I can’t help but notice that the two people standing on each end aren’t wearing shoes. But what’s more interesting is that you can’t see anyone else’s feet. Did they have shoes? Or were they just too embarrassed to show their bare, maybe worn feet for the camera? The women weren’t dressed in their very best, they weren’t posing by a fancy piece of furniture with a drawn backdrop. They weren’t all wearing the same somber stares. These people are actually smiling in this picture! Even Bibi looks like she’s struggling to contain her smile. And what is in that mug the woman standing next to Bibi is holding? Could a little grogue have something to do with those coy smiles???

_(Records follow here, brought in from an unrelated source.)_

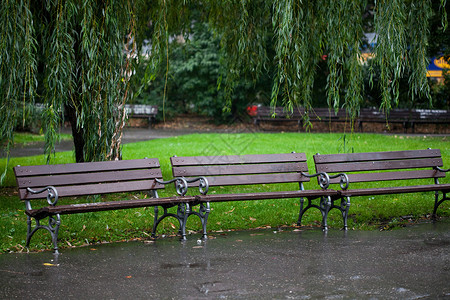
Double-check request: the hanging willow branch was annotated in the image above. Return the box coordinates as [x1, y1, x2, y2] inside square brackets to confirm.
[1, 0, 448, 184]
[373, 0, 408, 112]
[0, 0, 37, 181]
[407, 0, 432, 104]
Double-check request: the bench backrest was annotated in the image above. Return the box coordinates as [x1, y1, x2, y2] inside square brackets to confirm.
[255, 106, 345, 120]
[124, 104, 158, 116]
[171, 153, 310, 187]
[313, 149, 446, 185]
[14, 158, 164, 200]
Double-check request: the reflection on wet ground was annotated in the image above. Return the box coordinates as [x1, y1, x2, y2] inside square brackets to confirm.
[0, 221, 449, 299]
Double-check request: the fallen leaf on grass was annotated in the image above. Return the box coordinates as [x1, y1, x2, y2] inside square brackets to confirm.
[224, 207, 235, 214]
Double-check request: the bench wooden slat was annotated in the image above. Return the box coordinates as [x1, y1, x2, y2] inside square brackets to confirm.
[14, 158, 160, 177]
[170, 153, 306, 166]
[185, 173, 310, 187]
[196, 189, 337, 202]
[316, 158, 443, 173]
[27, 196, 196, 218]
[339, 184, 450, 197]
[314, 149, 442, 164]
[172, 162, 308, 177]
[16, 169, 163, 188]
[19, 179, 164, 200]
[328, 169, 446, 184]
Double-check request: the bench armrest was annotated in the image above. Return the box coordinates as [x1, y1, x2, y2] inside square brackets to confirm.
[329, 173, 349, 190]
[301, 172, 330, 189]
[155, 177, 189, 196]
[183, 176, 209, 195]
[25, 186, 59, 210]
[435, 166, 450, 173]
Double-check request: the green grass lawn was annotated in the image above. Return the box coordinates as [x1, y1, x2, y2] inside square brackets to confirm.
[0, 132, 449, 252]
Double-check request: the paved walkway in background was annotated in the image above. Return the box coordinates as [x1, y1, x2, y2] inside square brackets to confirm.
[1, 128, 196, 158]
[0, 221, 449, 299]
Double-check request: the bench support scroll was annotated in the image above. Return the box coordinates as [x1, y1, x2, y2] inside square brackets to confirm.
[25, 186, 61, 253]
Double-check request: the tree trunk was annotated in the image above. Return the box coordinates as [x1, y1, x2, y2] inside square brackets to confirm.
[67, 22, 85, 163]
[65, 102, 85, 163]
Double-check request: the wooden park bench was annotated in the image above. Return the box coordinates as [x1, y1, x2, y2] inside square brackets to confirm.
[357, 108, 414, 133]
[251, 106, 449, 133]
[348, 108, 448, 133]
[14, 158, 195, 253]
[170, 153, 344, 238]
[302, 149, 450, 229]
[409, 109, 450, 133]
[125, 104, 158, 128]
[250, 106, 353, 131]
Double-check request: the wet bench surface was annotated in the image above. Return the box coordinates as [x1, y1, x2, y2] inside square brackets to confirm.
[311, 149, 450, 229]
[171, 152, 338, 237]
[14, 158, 194, 252]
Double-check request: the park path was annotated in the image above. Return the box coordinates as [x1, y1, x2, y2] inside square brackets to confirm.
[0, 221, 449, 299]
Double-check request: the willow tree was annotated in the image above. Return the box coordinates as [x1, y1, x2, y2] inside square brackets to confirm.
[1, 0, 135, 168]
[1, 0, 448, 178]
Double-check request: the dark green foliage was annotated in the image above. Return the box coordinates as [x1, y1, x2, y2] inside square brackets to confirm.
[132, 20, 265, 123]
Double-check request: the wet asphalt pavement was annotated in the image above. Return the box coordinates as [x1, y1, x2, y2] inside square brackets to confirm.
[0, 221, 449, 299]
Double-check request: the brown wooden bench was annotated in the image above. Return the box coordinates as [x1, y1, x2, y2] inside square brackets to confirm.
[252, 106, 449, 133]
[14, 158, 194, 253]
[409, 109, 450, 133]
[251, 106, 354, 131]
[306, 149, 450, 229]
[125, 104, 158, 128]
[171, 153, 341, 238]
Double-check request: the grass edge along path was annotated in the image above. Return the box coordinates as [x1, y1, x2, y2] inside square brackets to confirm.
[0, 132, 449, 253]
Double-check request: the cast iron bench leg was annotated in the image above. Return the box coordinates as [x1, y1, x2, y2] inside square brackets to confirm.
[151, 204, 189, 240]
[337, 196, 350, 230]
[327, 196, 350, 230]
[182, 202, 210, 240]
[432, 191, 449, 221]
[180, 203, 190, 240]
[320, 196, 332, 231]
[297, 196, 331, 230]
[26, 214, 61, 253]
[297, 197, 307, 226]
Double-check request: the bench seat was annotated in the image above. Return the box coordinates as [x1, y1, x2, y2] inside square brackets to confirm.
[195, 190, 337, 202]
[339, 184, 450, 197]
[26, 196, 195, 219]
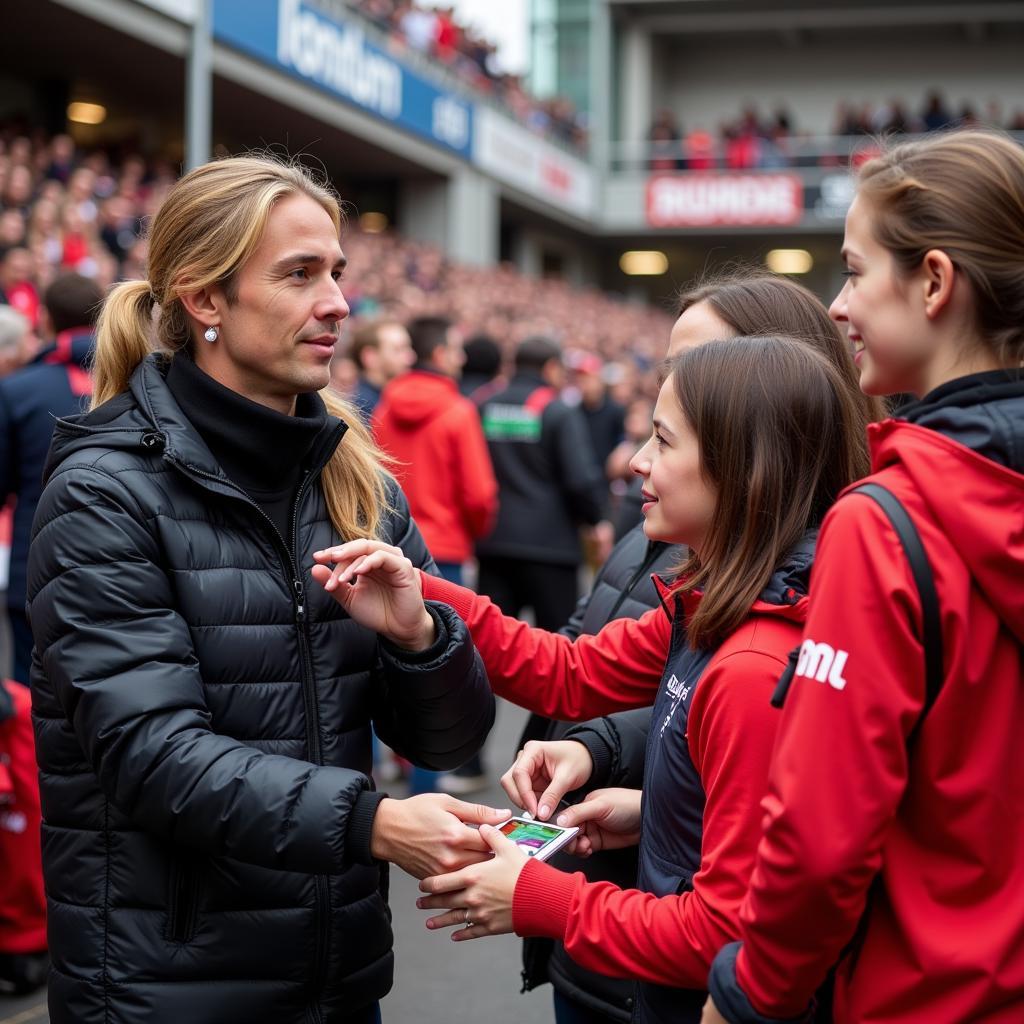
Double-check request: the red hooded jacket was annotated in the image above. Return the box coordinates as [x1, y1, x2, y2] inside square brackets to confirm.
[0, 681, 46, 955]
[420, 568, 807, 992]
[374, 370, 497, 563]
[712, 378, 1024, 1024]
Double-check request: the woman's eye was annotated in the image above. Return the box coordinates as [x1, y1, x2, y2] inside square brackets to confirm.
[841, 269, 857, 278]
[654, 432, 667, 449]
[332, 270, 346, 282]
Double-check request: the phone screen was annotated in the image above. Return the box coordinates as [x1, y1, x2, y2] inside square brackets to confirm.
[498, 818, 570, 856]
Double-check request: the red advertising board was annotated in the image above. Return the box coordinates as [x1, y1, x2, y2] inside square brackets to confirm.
[646, 173, 804, 227]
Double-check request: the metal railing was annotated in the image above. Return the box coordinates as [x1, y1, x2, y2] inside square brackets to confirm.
[609, 129, 1024, 174]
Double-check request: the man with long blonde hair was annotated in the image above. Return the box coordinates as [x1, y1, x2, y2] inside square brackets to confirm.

When I look at photos like this, I wonder about who these people were, what their personalities may have been like, and how they were all related to one another. I notice what they’re wearing, their poses, their features including skin tones. I wonder if they were standing in the back or to the side because of their color or if it’s just a coincidence.
Photos like this can tell us more than what our ancestors looked like. For instance, the women standing in the middle of this particular photograph may be family elders and therefor placed in the middle as a symbol of respect. The way people are placed within photos may give clues to their status within their family or community.
I can spend hours pondering their individual stories!
Although I knew Bibi for the first 30 years of my life, I have come to realize that she never spoke much of the harshness of life in Brava. But this photo reminds me that she and her aunts may have been wearing black because within a span of less than 10 years she had lost both her parents and her husband. And it wasn’t very many years before that her grandparents and many other family members had died from starvation during one of the worst famines to hit Brava in the 1890’s.
I’d like to imagine this photo was taken taken on a sunny day by water, maybe in Feijão d’Agu. I imagine that Bibi and her family decided to perhaps forget all of their worries by spending it together, telling stories, with a picnic on the beach. For at least one day, the camera captured a moment of happiness.
I’m so grateful to have this treasure that allows me a glimpse into the everyday lives of my ancestors. I can’t help but feel blessed by my very comfortable life in the suburbs of Washington, DC in contrast to the stark depiction of life in this photograph. I am truly blessed.